‘Rock bottom’: Huskers shoot arena-low 21 percent, fall short vs. Maryland for sixth straight loss

‘Rock bottom’: Huskers shoot arena-low 21 percent, fall short vs. Maryland for sixth straight loss
Nebraska's James Palmer and Thorir Thorbjarnarson defend Maryland's Anthony Cowan. MADDIE WASHBURN/THE WORLD-HERALD

LINCOLN — Bruno Fernando dribbled once, then lowered his shoulder and thundered into Tanner Borchardt.

Borchardt collapsed under the rim. Fernando skied with one hand, and screamed as he shook the rim with a dunk. The 6-10 forward landed briefly on Borchardt, then stepped over him, screaming again.

Tim Miles exploded onto the court, arms spread wide, and lunged toward the Maryland bench. A referee blew the play dead and held Miles back, but the coach kept screaming and shaking a finger toward Fernando.

Miles was given a technical. Fernando stood at midcourt and egged on the booing crowd with a sinister smile.

The technical, Miles said, was on purpose. He had no comment on whether Fernando stomped on Borchardt or not. The refs, Isaiah Roby said, claimed Borchardt flopped.

But all night during Nebraska’s sixth straight loss, Miles tried to find a spark. He started Thorir Thorbjarnarson. Begged for a technical. Nothing worked. And the 60-45 loss to No. 24 Maryland on Wednesday night turned into one of the ugliest, nastiest, most volatile games in years.

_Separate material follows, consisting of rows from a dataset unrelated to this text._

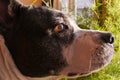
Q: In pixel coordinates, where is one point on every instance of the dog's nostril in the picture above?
(107, 38)
(72, 74)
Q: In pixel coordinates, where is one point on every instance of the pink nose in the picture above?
(107, 38)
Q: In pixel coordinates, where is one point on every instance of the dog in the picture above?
(38, 42)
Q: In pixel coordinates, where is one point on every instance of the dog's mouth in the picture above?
(86, 56)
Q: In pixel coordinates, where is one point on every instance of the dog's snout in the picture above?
(107, 38)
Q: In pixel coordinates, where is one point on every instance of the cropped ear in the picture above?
(9, 8)
(14, 7)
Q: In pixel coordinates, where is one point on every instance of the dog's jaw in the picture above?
(87, 54)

“I hope and pray to God that this is rock bottom,” Miles said.

Nebraska shot an arena-low 21 percent and scored an arena-low 45 points. Maryland freshman Jalen Smith scored 18 with 11 rebounds, and Fernando finished with his sixth straight double-double with 13 points and 19 rebounds.

Isaiah Roby scored a team-high 20 points on 7 of 22 shooting. The rest of the team shot 5 for 35 — that’s 14.3 percent. At one point, Nebraska didn’t make a shot for 9 minutes and 48 seconds. Maryland scored 15 unanswered during that span.

Senior guard Glynn Watson didn’t make a shot and finished with zero points and one assist. James Palmer scored 12 points on 13 shots.

“It’s mental,” Miles said. “I really believe it’s mental.”

After getting down by 11, Nebraska scratched and clawed back to make it 31-29 with 14:55 left. But Maryland wiggled away, outscoring NU 29-16 the rest of the way. The Terrapins scored 30 points in the paint and outrebounded Nebraska 53-42.

“Nobody is really having fun right now,” Roby said. “We all had really big expectations for this season and we know that time just keeps running out and keeps running out.”

The six-game losing streak is the second-longest in the Miles era. Nebraska’s now lost eight of 10 games and sits at 13-10 after an 11-2 start.

Maryland coach Mark Turgeon said he felt bad for Nebraska. Losing Isaac Copeland has clearly done a number on the team.

“They’re just not playing with confidence right now,” Turgeon said. “I know how tough this business is. I feel bad for Nebraska and Tim.”

The Fernando play, which made its rounds through social media and had some national pundits calling for a suspension, put Maryland up 10 in the second half. And it released the anger and frustration from the court to the stands.

While Maryland built a second-half lead, a fan near the press box yelled at Miles to get his “(expletive) together.” He was kicked out soon after for saying the same thing minutes later.

“You’re done,” another fan screamed while Maryland shot free throws, “and you know it.”

Miles, ever the talker, could hardly get through his final thoughts on Wednesday, choking up at the end of his press conference.

“I feel really awful for our players. Because I told them a long time ago, ‘I’m not going to let you fail,’ ” Miles said, trailing off while his eyes grew misty. “And … it hurts. It’s hard.”

Miles said the team is searching for hope. For something — anything — to grab on to while the season plunges off a cliff.

Miles wiped his eyes and walked into the locker room. His senior point guard was nowhere to be found.

Watson was back on the floor with three trainers. Half the lights in the arena were off. He was still in uniform. Watson bounced, from the 3-point line to the foul line, and shot without speaking.

After the chaos, rock bottom was a calm, solemn scene. Watson shot, and moved his spot, and shot, and the lowest night of the season ended with the soft pat of a ball falling through the net, and the squeak of the senior’s sneakers echoing off thousands of empty seats.